Lieberman has ridden tidal wave of a more militant Zionism emerging in Israel: one deeply suspicious of the world, resigned to a mentality of 'everyone hates us anyway so who cares what we do to the Palestinians', and more gung-ho than before. In addition, this new Zionism now has made the rather quite Arab minority in Israel a primary target: denounced as a fifth column and - in Lieberman's words - an "internal threat".
So Newsweek poses the questions:
You’re talking about drawing a line so that how many Israeli Arabs will no longer be part of Israel? At least half.
Polls suggest that 90 percent or more of Israeli Arabs don’t want that. You have 20 percent of the population that’s the Arab minority. You have 80 percent that’s Jewish. From 80 percent of the Jewish population, 70 percent support this idea.
In his world, might equals rights. America's Founding Father Benjamin Franklin argues that democracy is two wolves and a lamb debating what to have for dinner. The idea of individual liberty is that majorities cannot negate the right of minorities due simply to number-dominance. Individuals have inalienable rights. But Zionism has always been a collectivist project against the rights of individuals and a belief in the ethnic-dominance of one group of people to obviate the rights of another. So Lieberman is only echoing the Zionist ideal. After all, the only reason there's an Israel is because the early Zionists ethnically cleansed 800,000 Palestinians in order to establish an artificial Jewish majority by riding what was then a majority-Arab land of the Palestinians. Israel's first prime minister Ben-Gurion wrote in his journal that the Arabs would be kicked out. Lieberman is only continuing in Zionist tradition seeking to pick up where the Zionist elders left.

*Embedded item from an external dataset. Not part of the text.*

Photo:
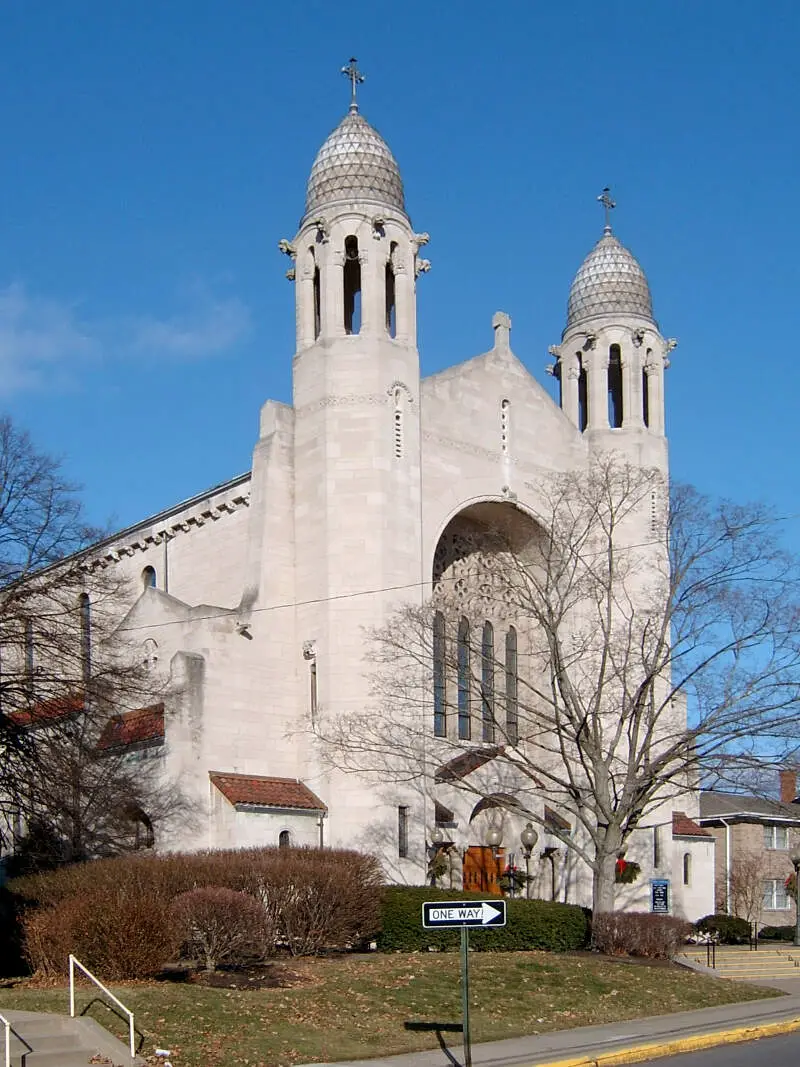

But he hits the mark here:
People see you as the radical, certainly in the Israeli context. I am the mainstream. When I started with my vision, I was really a small minority. Today we’re the third [largest] party in Israel.
Lieberman is right. Given the far-right trend in Israeli politics and the way that nation is moving, what was once the toxic far-right and dismissed is now the new Israeli center. He's got that one right. And it is a stinging statement on Israel.